Göre Yakov M. Rabkin , en kısa sürede Hannah Arendt, eski bir Siyonist eylemci ona göre bu hareketin sesleri eleştiri, onun yazıları reddedilir ve o bu hareketinden dışlanır. 1924'ten beri Kudüs'te kurulan Gershom Scholem , H. Tekrar göre, Arendt ancak böylece onun muhatap sözde "karakterini" saldırsın Yakov M. Rabkin , onun karakteri genel karşılaşma aydın bu zorluk semptomatik olan "sadık bir muhalefet oluşturma Siyonizm " , biz onlara empoze beri bu indirgemeci seçim: "bizimle birliktesin veya bize karşısın" .

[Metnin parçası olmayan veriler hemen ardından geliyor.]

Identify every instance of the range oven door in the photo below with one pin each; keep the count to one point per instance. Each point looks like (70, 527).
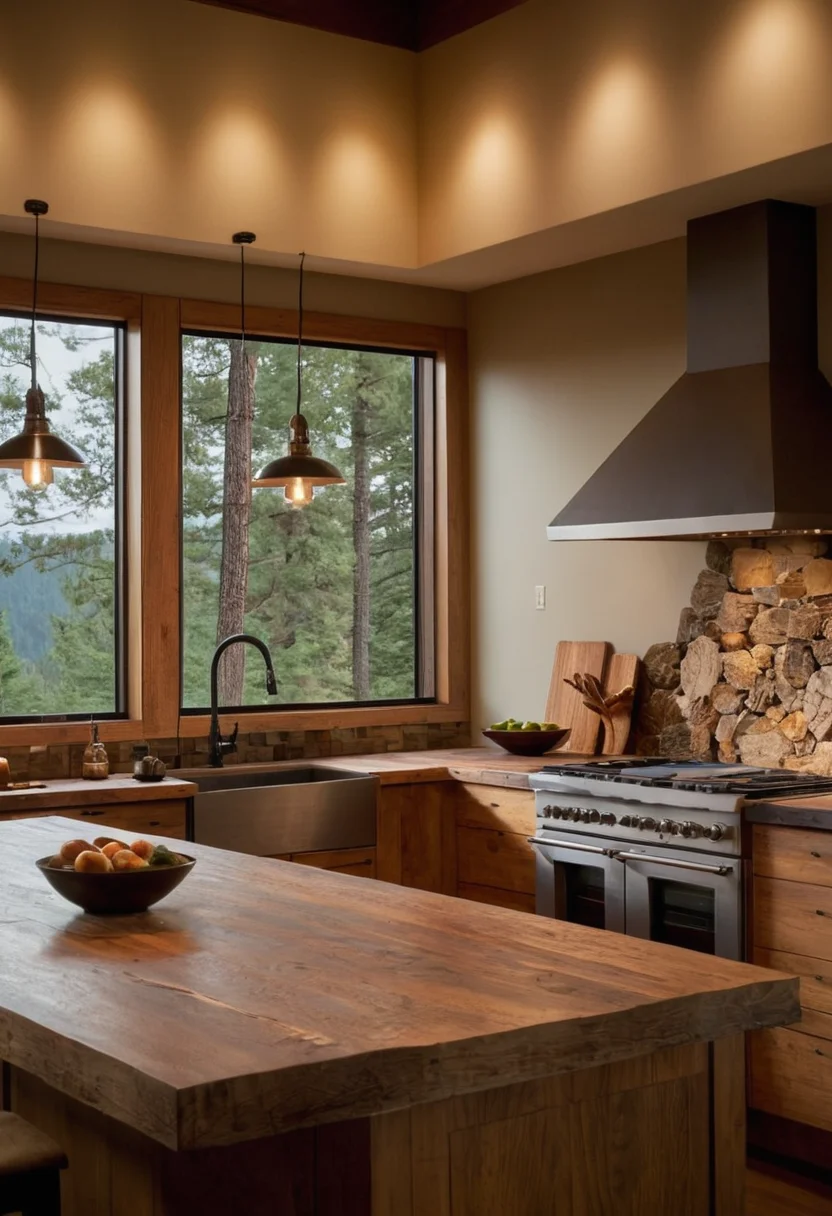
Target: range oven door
(685, 899)
(579, 880)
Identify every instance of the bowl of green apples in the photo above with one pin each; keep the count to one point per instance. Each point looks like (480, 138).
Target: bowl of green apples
(527, 738)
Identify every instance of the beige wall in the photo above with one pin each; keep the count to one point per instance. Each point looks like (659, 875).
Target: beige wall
(164, 274)
(557, 112)
(562, 367)
(166, 118)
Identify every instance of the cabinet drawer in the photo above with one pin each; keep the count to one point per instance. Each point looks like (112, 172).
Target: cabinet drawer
(791, 1076)
(490, 806)
(796, 854)
(793, 917)
(494, 859)
(344, 861)
(134, 818)
(520, 901)
(815, 980)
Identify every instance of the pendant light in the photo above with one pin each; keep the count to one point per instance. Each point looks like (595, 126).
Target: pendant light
(299, 473)
(37, 451)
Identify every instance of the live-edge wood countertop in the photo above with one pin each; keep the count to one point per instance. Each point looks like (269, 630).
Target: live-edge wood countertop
(74, 792)
(263, 996)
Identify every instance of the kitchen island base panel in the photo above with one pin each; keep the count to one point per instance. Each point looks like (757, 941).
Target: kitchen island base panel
(629, 1138)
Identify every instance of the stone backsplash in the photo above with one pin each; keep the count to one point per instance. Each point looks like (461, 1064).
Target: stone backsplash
(749, 674)
(41, 763)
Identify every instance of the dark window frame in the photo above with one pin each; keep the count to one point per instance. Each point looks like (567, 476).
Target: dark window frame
(121, 602)
(425, 456)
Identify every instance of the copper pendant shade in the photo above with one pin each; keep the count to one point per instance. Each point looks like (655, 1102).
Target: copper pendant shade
(37, 451)
(298, 473)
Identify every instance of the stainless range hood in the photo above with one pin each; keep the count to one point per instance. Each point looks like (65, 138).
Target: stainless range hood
(742, 443)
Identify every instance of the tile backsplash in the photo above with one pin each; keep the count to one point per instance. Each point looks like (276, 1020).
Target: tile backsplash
(65, 760)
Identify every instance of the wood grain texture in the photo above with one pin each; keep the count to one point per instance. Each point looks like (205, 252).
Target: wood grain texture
(630, 1138)
(728, 1057)
(622, 671)
(494, 859)
(73, 792)
(794, 917)
(771, 1195)
(518, 901)
(796, 854)
(416, 838)
(509, 810)
(565, 704)
(161, 483)
(815, 977)
(360, 862)
(262, 997)
(167, 818)
(791, 1076)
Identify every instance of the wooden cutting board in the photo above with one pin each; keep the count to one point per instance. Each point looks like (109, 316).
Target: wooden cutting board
(622, 670)
(563, 704)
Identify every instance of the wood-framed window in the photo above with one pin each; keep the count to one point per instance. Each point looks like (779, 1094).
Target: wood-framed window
(152, 517)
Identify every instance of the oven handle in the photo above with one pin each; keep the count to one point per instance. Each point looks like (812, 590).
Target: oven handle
(670, 861)
(578, 848)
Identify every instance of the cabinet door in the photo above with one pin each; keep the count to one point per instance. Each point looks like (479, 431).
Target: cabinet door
(346, 861)
(493, 829)
(166, 817)
(416, 842)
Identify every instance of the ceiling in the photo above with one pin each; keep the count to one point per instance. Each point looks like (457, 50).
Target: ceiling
(412, 24)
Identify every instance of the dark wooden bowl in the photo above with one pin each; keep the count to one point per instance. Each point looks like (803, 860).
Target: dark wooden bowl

Alman filozof Bettina Stangneth (2014), Hannah Arendt'in Eichmann'ın kişiliğine ilişkin yorumunun, savaştan önce, savaş sırasında ve sonrasındaki angajmanına dayanarak gerçeğe uymadığını gösteriyor
(Orijinal baskının kronolojik yayın sırası)
Hannah Arendt, 2016 yılında, Paris Opéra de Lyon'da yaratılan , Alman filozof Walter Benjamin'e ithaf edilen, Régis Debray'in librettosundan uyarlanan, Michel Tabachnik'in on dört sahneli lirik draması Benjamin'de görünen karakterlerden biridir. . Mart 12 , 2016.